Naturellement, l’équipe des Gardiens de la Galaxie apporte beaucoup de fraîcheur, tant en ce qui concerne leur apparence physique que leur caractérisation. Euh attendez, on rewind un peu la cassette : apporte beaucoup de fraîcheur en ce qui concerne leur apparence physique. Celle-ci, inhabituelle, rend les personnages attachants, d’autant plus que certains, comme Rocket ou Groot, jouent pleinement de leurs caractéristiques (petite taille, etc.) pour revisiter quelque peu certaines scènes d’action ou d’humour. Par contre, leur caractérisation est à l’image du récit lui-même : stéréotypée à pleurer. Car derrière leur apparence particulière, les personnages, les relations entre ceux-ci (et le film lui-même) sont un assemblage de clichés.

Ronan le Barbare

Le spectateur sait que cette bande hétéroclite finira par développer une amitié. Le réalisateur (peut-être les auteurs même des comics, mais je ne les ai pas lus) sait que le spectateur sait, alors, plutôt que d’essayer de trouver également des idées originales sur le fond, il mise tout sur la forme (l’apparence des personnages) pour berner son monde. Car à bien y regarder, le récit des Gardiens de la Galaxie est moins développé encore que celui des autres films de Super- héros. Entre deux scènes d’action, il n’y a rien, pas de véritable développement, on ne va pas d’un point A à un point B, on s’y téléporte ! Et les protagonistes! Prenez Drax le Destructeur : sa ligne narrative est encore plus pauvre que celle d’un épisode de Raw ou de Smackdown (le show de catch dont David Bautista, l’acteur, a été une star) ! Une incroyable paresse narrative donc, mais qu’un camouflage, pourtant aussi grossier que les lunettes de Clark Kent, a parfaitement masqué.

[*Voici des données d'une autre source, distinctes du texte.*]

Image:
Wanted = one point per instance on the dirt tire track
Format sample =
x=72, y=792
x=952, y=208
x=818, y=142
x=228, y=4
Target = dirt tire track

Non, le film de James Gunn est un enchaînement de scènes d’action, plaisantes prises séparément et unifiées par une ambiance particulière, mais qui échoue à se fondre en un récit. Aucune émotion dramatique, si ce n’est l’humour, auquel s’ajoute un enrobage nostalgique (les années 80 sont très à la mode, en ce moment) pour toucher artificiellement le cœur des trentenaires et des quadragénaires. Et le tour est joué, la superficialité est présentée comme une nouveauté.

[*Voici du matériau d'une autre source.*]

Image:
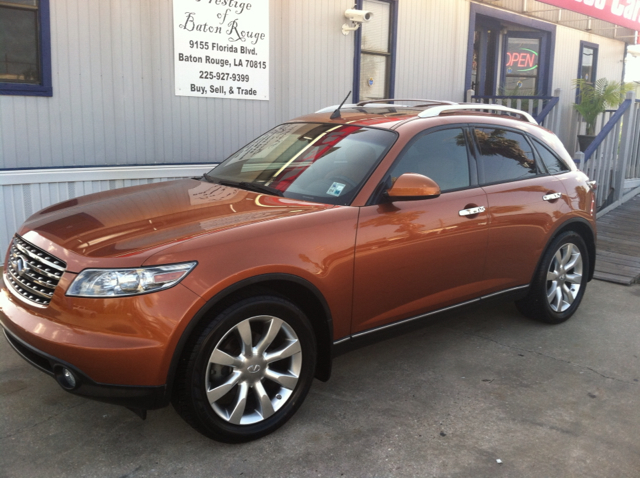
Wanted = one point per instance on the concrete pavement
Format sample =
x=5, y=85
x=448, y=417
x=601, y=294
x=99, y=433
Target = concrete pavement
x=448, y=400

Le même produit, avec un nouvel emballage bariolé, voilà ce qu’est Les Gardiens de la Galaxie. Si c’est ce qu’on appelle le « renouveau » chez Marvel, autant se faire une raison et renoncer à une quelconque originalité au sein des blockbusters de Super-héros. Au final, le film est, à mon sens, davantage encensé pour sa liberté (apparente, vous l’avez compris) vis-à-vis du contexte dans lequel il est né (celui, très balisé, de l’univers Marvel-Disney) que pour ce qu’il est vraiment, c’est-à-dire une série B à gros budget, sympathique par ailleurs, mais loin de la révolution copernicienne.

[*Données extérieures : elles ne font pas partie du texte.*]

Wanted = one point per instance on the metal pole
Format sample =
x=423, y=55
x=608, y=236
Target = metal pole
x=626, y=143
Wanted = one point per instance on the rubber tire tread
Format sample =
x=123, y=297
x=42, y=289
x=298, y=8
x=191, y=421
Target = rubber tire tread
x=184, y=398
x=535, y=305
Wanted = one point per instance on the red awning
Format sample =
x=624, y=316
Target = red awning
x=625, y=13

Les Gardiens de la Galaxie (Guardians of the Galaxy). 2014. Réalisateur : James Gunn. Scénaristes : James Gunn, Nicole Perlman. Acteurs  : Chris Pratt, Zoe Saldana, David Bautista, Vin Diesel (voix), Bradley Cooper (voix), Lee Pace, Michael Rooker. Musique: Tyler Bates. Genre : Science-Fiction, Space opera- Super héros. Pays d’origine : USA. Durée : 2h01.